Patrząc na kilkuprocentowe spadki głównych wskaźników, można mówić o sporym zaskoczeniu rynków, jakie wywołał pomysł greckiego referendum. Zapewne zakładano, że w ostatniej chwili uda się wypracować kompromis, co jednak nie nastąpiło. Wśród inwestorów zapanowała niepewność, jak teraz potoczą się losy Grecji i jakie mogą być tego ewentualne skutki dla rynków. Większość inwestorów w takiej sytuacji wolała zapewne dmuchać na zimne, ograniczając zaangażowanie w akcjach, o czym może świadczyć skala poniedziałkowej przeceny. Niewątpliwie perspektywa opuszczenia strefy euro przez ten kraj staje się coraz bardziej realna. W ślad za dojrzałymi rynkami przecena uszczupliła portfele inwestorów w Warszawie.
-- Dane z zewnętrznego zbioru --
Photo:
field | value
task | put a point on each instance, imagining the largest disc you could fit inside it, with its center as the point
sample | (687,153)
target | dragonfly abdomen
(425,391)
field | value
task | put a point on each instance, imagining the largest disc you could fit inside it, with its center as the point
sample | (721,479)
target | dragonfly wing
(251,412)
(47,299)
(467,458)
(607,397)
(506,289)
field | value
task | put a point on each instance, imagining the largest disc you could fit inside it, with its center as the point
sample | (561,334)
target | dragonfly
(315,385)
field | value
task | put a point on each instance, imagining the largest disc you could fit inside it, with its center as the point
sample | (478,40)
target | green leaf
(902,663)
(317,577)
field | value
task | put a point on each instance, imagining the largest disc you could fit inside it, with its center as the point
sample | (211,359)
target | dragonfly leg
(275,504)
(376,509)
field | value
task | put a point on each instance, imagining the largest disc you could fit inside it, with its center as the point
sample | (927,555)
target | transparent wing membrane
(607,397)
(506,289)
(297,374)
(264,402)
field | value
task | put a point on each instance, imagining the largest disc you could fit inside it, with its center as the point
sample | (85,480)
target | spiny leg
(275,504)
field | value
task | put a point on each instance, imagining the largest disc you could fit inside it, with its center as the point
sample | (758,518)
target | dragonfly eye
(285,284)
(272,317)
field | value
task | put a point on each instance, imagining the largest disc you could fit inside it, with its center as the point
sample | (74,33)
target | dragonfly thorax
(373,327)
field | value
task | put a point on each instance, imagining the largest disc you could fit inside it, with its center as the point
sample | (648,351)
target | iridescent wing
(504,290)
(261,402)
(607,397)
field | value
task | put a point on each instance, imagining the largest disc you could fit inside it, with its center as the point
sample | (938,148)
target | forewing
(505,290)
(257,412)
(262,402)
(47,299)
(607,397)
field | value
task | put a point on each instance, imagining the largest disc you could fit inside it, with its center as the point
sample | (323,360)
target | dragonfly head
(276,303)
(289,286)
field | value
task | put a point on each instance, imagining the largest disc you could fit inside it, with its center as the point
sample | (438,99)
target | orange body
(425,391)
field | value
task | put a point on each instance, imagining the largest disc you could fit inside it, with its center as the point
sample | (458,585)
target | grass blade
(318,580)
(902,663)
W efekcie indeks 20 największych spółek WIG20 zakończył sesję 1,8-proc. spadkiem, znosząc już całą tegoroczną zwyżkę. Niewielkim pocieszeniem może być to, że spadki indeksów na rozwiniętych giełdach były bardziej dotkliwe dla inwestorów, sięgając 3–4 proc.
Wyprzedaż największe straty poczyniła w segmencie największym spółek z WIG20. W tym gronie przecenie oparły się jedynie walory Tauronu. Pozostali potentaci zakończyli notowania pod kreską. Uwagę zwraca ponad 5-proc. przecena Bogdanki i kolejne historyczne minimum. Podaż, choć w nieco mniejszej skali, uaktywniła się także na walorach KGHM, PZU i PKO BP. Przecena nie oszczędziła także spółek o mniejszej kapitalizacji. Indeksy mWIG40 i sWIG40 zakończyły sesję odpowiednio 1,7 i 1,4 proc. pod kreską.
Pogorszenie nastrojów nie pozostało bez wpływu na notowania walut. Odwrót graczy od ryzykownych aktywów negatywnie wpłynął na złotego. Polska waluta wyraźnie osłabiła się względem głównych walut, choć pod koniec dnia część strat udało się odrobić. Na koniec poniedziałkowych notowań za euro płacono 4,19 zł, a dolar wyceniany był po 3,76 zł. Warto zauważyć kurs franka szwajcarskiego, który wrócił powyżej poziomu 4 zł.